Add a new dataset to DJL basic datasets

This document outlines the procedure to add new datasets to DJL.

Step 1: Prepare the folder structure

  1. Navigate to the test/resources/mlrepo/dataset folder and create a folder in it to store your dataset based on its category. For example, cv/ai/djl/basicdataset/mnist.
  2. Create a version folder within your newly created dataset’s folder (e.g 0.0.1). The version should match your dataset version.

Step 2: Create a metadata.json file

You need to create a metadata.json file for the repository to load the dataset. You can refer to the format in the metadata.json files for existing datasets to create your own.

Note: You need to update the sha1 hash of each file in your metadata.json file. Use the following command to get the sha1Hash value:

$ shasum -a 1 <file_name>

Step 3: Create a Dataset implementation

Create a class that implements the dataset and loads it. For more details on creating datasets, see the dataset creation guide. You should also look at examples of official DJL datasets such as AmesRandomAccess or Cifar10.

Then, add some tests for the dataset. For testing, you can use a local repository such as:

Repository repository = Repository.newInstace("testRepository", Paths.get("/test/resources/mlrepo"));

Step 4: Update the datasets list

Add your dataset to the list of built-in datasets.

Step 5: Upload metadata

The official DJL ML repository is located on an S3 bucket managed by the AWS DJL team. You have to add the metadata and any dataset files to the repository.

For non-AWS team members, go ahead straight to Step 6 and open a pull request. Within the pull request, you can coordinate with an AWS member to add the necessary files.

For AWS team members, run the following command to upload your model to the S3 bucket:

$ ./gradlew syncS3

The metadata.json in DJL is mainly a repository of metadata. Within the metadata is typically contains only links indicating where the actual data would be found.

However, some datasets can be distributed by DJL depending on whether it makes it easier to use and the dataset permits redistribution.
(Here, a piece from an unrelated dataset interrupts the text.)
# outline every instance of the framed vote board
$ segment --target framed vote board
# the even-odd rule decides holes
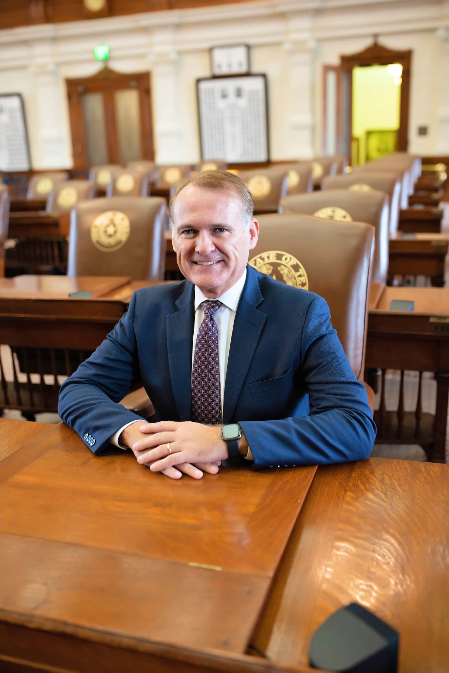
[[[202,160],[269,161],[266,75],[200,79],[196,86]]]
[[[0,94],[0,170],[30,170],[28,135],[22,95]]]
In that case, coordinate with an AWS team member in your pull request.

Step 6: Open a PR to add your ModelLoader and metadata files to the git repository

Note: Avoid checking in binary files to git. Binary files should only be uploaded to the S3 bucket.

If you are relying on an AWS team member, you should leave your code with the local test repositories. If you try to use the official repository before it contains your metadata, the tests will not pass the CI.

Once an AWS team member adds your metadata, they will prompt you to update your PR to the official repository.